Do tej pory będący ostoją bramki Levante Navas przeniósł się do walczącego o najwyższe cele, utytułowanego i bogatego Realu Madryt. Ochoa tymczasem, który starał się jak mógł uratować przed spadkiem Ajaccio, po degradacji klubu znalazł się bez pracy i postanowił spróbować swoich sił w hiszpańskiej Maladze. Obaj bramkarze pewnie liczyli na wiele, podpisując nowe kontrakty. Rzeczywistość szybko jednak wyprowadziła ich z błędu. Dzisiaj wiadomo już, że w swoich klubach są oni jedynie rezerwowymi. Navas rozegrał na boisku nieco ponad trzy godziny, Ochoa przesiedział wszystkie potyczki swojej drużyny z pozostałymi zmiennikami.

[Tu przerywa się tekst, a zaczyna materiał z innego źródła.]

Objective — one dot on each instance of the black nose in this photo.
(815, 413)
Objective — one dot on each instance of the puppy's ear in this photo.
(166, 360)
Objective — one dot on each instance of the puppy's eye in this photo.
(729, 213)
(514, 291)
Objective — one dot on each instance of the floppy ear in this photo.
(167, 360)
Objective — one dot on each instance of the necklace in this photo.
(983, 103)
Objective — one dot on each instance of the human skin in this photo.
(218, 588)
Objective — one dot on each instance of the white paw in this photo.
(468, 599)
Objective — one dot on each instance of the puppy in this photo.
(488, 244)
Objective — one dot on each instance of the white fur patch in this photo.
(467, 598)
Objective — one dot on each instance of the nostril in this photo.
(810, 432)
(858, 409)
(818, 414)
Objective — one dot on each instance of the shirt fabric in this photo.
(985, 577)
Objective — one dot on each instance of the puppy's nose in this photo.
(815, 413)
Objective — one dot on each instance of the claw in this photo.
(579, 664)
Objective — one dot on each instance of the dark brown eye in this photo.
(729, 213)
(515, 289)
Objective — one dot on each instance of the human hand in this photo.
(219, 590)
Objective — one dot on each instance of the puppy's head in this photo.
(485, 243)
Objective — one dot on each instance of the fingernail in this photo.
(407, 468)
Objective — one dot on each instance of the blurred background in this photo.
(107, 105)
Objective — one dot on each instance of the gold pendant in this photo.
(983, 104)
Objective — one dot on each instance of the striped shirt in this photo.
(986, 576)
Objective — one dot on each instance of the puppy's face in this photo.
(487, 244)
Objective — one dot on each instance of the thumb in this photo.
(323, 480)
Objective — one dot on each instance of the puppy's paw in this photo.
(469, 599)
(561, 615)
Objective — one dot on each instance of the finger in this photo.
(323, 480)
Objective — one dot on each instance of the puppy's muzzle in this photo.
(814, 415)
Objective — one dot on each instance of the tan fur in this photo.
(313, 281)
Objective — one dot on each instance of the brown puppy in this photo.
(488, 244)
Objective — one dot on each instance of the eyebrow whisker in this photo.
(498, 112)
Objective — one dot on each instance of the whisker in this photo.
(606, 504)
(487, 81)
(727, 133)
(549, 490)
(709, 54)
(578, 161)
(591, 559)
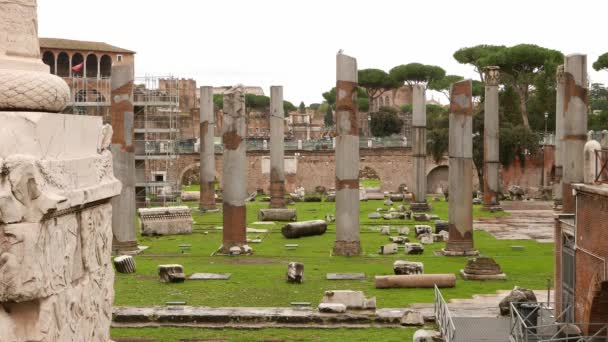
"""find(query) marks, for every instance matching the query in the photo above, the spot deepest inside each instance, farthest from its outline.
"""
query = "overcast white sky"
(293, 43)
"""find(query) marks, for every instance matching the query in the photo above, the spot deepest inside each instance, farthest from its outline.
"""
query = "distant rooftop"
(69, 44)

Trochę przykro patrzeć jak marnują się takie talenty. Obaj mogą winić jednak tylko siebie, bo latem 2014 roku chętnych na ich zatrudnienie nie brakowało i tylko ich ambicje/oczekiwania finansowe/marzenia sprawiły, że ostatecznie zdecydowali się oni dołączyć do Realu Madryt i Malagi. Na pewno dużo bardziej niezrozumiała wydaje się decyzja Navasa, który chyba po znakomitym mundialu zbyt wysoko zawiesił sobie poprzeczkę i uwierzył, że jest w stanie pozbawić miejsca między słupkami Ikera Casillasa. Miał jednak powody, by w to wierzyć, bo Hiszpan na mistrzostwach świata rozczarował, a wcześniej w klubie też nie był bezbłędny. Ancelotti jednak widzi w nim podstawowego gracza swojego składu, powierzając mu nawet opaskę kapitana.

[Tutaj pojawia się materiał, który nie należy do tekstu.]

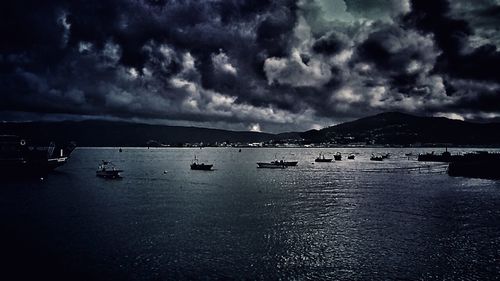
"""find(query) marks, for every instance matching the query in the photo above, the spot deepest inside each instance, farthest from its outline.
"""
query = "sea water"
(346, 220)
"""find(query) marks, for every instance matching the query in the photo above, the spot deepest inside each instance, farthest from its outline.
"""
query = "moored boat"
(108, 170)
(286, 163)
(321, 158)
(195, 165)
(272, 165)
(337, 156)
(19, 158)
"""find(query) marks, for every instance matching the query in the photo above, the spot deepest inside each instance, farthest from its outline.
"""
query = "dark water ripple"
(349, 220)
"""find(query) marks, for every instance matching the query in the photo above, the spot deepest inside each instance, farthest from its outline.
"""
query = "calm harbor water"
(348, 220)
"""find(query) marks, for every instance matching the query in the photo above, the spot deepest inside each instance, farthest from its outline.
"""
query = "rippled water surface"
(346, 220)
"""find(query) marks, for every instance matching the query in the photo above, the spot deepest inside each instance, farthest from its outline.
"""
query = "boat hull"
(323, 160)
(286, 163)
(271, 165)
(115, 174)
(201, 167)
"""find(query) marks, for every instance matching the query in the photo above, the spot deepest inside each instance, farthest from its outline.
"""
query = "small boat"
(203, 167)
(19, 159)
(272, 165)
(321, 158)
(283, 162)
(443, 157)
(108, 171)
(337, 156)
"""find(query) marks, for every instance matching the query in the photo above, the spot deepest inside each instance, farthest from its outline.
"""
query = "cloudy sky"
(249, 65)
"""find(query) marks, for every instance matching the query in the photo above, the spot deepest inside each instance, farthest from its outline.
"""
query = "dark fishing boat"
(443, 157)
(286, 163)
(195, 165)
(337, 156)
(321, 158)
(272, 165)
(108, 171)
(20, 158)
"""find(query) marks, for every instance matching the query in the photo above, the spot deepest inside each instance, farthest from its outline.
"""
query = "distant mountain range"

Ochoa na taką konkurencję się nie pisał, bo po odejściu Willy’ego Caballero do Manchesteru City czekała go tylko rywalizacja z Carlosem Kamenim, który wcześniej pełnił rolę zmiennika Argentyńczyka. Wydawać by się mogło, że ograny i utalentowany Meksykanin nie będzie miał problemu z pokonaniem Kameruńczyka. To jednak były gracz Espanyolu, zdecydowanie bardziej doświadczony w Primera Division, zyskał uznanie trenera Javiego Garcii.
Zimowe okno transferowe nie przyniosło zmian i obaj bramkarze zostali w swoich klubach, choć nie brakowało plotek dotyczących ich osób. Obu chciał ściągnąć do siebie rozczarowany postawą Mignoleta Liverpool, myślał o nich też Arsenal. Ostatecznie kwestia transferu odsunęła się o kilka miesięcy. Ochoa musi dalej ciężko pracować na treningach, licząc na przekonanie do siebie trenera, a Navas trzymać za słowo Ancelottiego, który obiecał mu więcej występów w drugiej części sezonu.

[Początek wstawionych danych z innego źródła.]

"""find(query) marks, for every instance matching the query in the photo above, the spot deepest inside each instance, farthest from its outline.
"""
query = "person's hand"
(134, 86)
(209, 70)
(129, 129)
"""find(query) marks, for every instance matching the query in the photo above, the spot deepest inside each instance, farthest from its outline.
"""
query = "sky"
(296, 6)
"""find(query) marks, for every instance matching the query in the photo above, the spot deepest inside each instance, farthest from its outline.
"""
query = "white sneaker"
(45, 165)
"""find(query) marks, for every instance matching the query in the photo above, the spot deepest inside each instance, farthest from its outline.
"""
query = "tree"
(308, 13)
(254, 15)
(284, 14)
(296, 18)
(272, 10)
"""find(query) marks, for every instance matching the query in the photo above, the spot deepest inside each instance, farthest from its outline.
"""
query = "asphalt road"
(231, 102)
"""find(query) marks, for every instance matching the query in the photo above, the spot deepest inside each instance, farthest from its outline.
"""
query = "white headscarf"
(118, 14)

Przykład obu bramkarzy pokazuje tylko, jak wiele trudnych decyzji musi w swojej karierze podejmować zawodowy piłkarz. Jest też najlepszym dowodem na to, że nawet najlepszy sezon nie jest w stanie zagwarantować ci kolejnego roku na danym stanowisku lub awansu wyżej w futbolowej hierarchii. Podczas mundialu każdy kibic dałby sobie rękę uciąć, że Navas i Ochoa będą od sierpnia regularnie bronić w czołowych klubach Starego Kontynentu. Piłkarski świat znowu jednak zaskoczył i stało się zupełnie inaczej. Czy to pechowy zbieg okoliczności, czy może po prostu potwierdzenie, że obaj w rzeczywistości są przeciętnymi bramkarzami, którym wyszedł jeden turniej? Czas pokaże. Liczę, że o obu jeszcze usłyszymy.